3- Much effort for the past few decades has been put towards understanding cognitive processes such as perception, decision-making or spatial navigation. But what about emotion? While emotion plays an undeniable role in adaptation, homeostasis, and efficiency, investigations in robots and machines have involved ‘add-ons’, addition of ‘emotional modules’ or ‘mechanisms’, to classical cognitive architectures, typically as an afterthought. There are no dedicated emotional centers in the brain that one can lesion or stimulate to causally prevent or trigger a specific emotion, only centers that can bias towards them. We argue that it is time to rethink the emotional processing from the ground up and build a new generation of neurally-inspired perceptual, decision-making and navigational algorithms that use emotional processing intrinsically.

4- One of the major challenges facing AI is the (often accurate) perception that it is a black box. Algorithms are relatively easy to implement but their outputs, because they are based on massive computing power and massive training datasets, are too complex for a single human being to understand. For this reason, AI has faced and may continue to face skepticism from users and developers alike. It may be time to redesign the current approaches to intrinsically include explainability and trustworthiness.
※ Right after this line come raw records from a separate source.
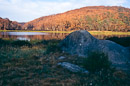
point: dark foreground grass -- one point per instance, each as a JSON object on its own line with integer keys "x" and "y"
{"x": 32, "y": 66}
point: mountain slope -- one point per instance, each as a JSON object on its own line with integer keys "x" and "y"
{"x": 88, "y": 18}
{"x": 6, "y": 24}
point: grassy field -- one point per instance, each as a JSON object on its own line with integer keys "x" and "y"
{"x": 34, "y": 63}
{"x": 92, "y": 32}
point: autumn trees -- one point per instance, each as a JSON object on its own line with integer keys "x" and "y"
{"x": 6, "y": 24}
{"x": 99, "y": 18}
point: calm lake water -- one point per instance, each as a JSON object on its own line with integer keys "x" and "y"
{"x": 45, "y": 36}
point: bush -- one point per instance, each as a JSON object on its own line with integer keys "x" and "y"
{"x": 96, "y": 62}
{"x": 52, "y": 47}
{"x": 4, "y": 42}
{"x": 20, "y": 43}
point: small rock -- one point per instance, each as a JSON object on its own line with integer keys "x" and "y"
{"x": 61, "y": 57}
{"x": 73, "y": 67}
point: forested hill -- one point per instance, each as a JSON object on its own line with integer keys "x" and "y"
{"x": 101, "y": 18}
{"x": 6, "y": 24}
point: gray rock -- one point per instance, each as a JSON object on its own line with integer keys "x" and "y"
{"x": 72, "y": 67}
{"x": 61, "y": 57}
{"x": 82, "y": 43}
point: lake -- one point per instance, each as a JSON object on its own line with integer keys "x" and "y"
{"x": 46, "y": 36}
5- Many current AI tools and algorithms such as transformers, deep learning networks or reinforcement learning approaches are loosely inspired by neurobiology. They are however largely simplified. For example, transformers are generally feed-forward networks, where learning only involves single synaptic weights between neurons. The brain has found solutions (perhaps suboptimal ones, but solutions nonetheless) to all the major questions AI is trying to answer. Can AI algorithms and architectures use the deeper insights that are still being obtained from the brains of insects or mammals? Isn’t there more AI can do, or do better, if it were more closely inspired by the brain and its many forms of computations? Reciprocally, many modern neural network architectures were obtained seemingly in an ad hoc fashion, because ‘they work better that way’ (e.g. faster convergence, greater robustness, closer to human performance). This essentially trial-and-error engineering approach has produced very successful algorithms, such as ‘context’ processing and ‘attention’ in transformers, and the use of a reinforcement variable in reinforcement learning. Could these algorithms be in fact those used by the brain? For example, could dopamine in fact be one of the reinforcement variable postulated by reinforcement learning algorithms? Could the principles of engineering be similar to that of evolution, albeit operating on a different time scale? Should experimentalists pay more attention to the details of AI algorithms?
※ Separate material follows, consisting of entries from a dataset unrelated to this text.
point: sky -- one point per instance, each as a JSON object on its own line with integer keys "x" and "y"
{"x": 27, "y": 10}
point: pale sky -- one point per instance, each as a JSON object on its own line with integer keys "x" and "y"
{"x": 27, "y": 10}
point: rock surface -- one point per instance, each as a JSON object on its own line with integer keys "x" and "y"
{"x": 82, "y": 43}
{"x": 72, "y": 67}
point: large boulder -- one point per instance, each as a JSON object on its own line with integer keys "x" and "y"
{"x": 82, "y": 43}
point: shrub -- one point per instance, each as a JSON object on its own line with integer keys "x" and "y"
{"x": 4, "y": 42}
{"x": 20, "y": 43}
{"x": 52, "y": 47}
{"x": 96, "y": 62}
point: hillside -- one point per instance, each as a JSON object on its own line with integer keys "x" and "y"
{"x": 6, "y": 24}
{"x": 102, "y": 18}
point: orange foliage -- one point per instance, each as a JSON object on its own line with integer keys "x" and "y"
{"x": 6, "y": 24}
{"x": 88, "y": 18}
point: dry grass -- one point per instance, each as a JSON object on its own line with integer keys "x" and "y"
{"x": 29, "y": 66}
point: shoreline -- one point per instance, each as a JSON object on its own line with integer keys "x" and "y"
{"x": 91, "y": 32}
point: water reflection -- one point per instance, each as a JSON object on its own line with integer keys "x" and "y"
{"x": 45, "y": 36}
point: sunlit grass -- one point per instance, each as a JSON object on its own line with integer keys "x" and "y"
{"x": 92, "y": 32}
6- The brain is a massively parallel device, tolerating a massively large amount of apparent noise. Yet, its computations can be exquisitely precise and reliable (as in the auditory system for example). It is clear that noise and stochasticity are features of the system, not merely bugs to be compensated for by redundancy. A fundamental rethinking of computational and AI models may be called for, and new AI architectures built to make use of stochasticity and to leverage its benefits. Conversely, experimentalists may gain more insights into their data if they minimized the amount of averaging and smoothing, and focused on those ‘outliers’ as possible source of discovery. New computational methods in AI (e.g. stochastic AI: AI algorithms with intrinsic noise) and neural data analyses (e.g. systematic trial by trial analyses methods) may be required.

We stand firmly convinced that the recognition of the outstanding contributions of the Nobel laureates and many others not cited, is the beginning, not the end, of a long journey. The opportunity for fundamental and paradigm shifting advancements in both Computational Neuroscience and Artificial Intelligence, together, hand-in-hand, is clear. This synergy will undoubtedly revolutionize other fields such as Robotics, Computer Science, or Biology. This is an exciting time, and Biological Cybernetics stands ready to support this progress by providing a powerful venue to publish impactful research.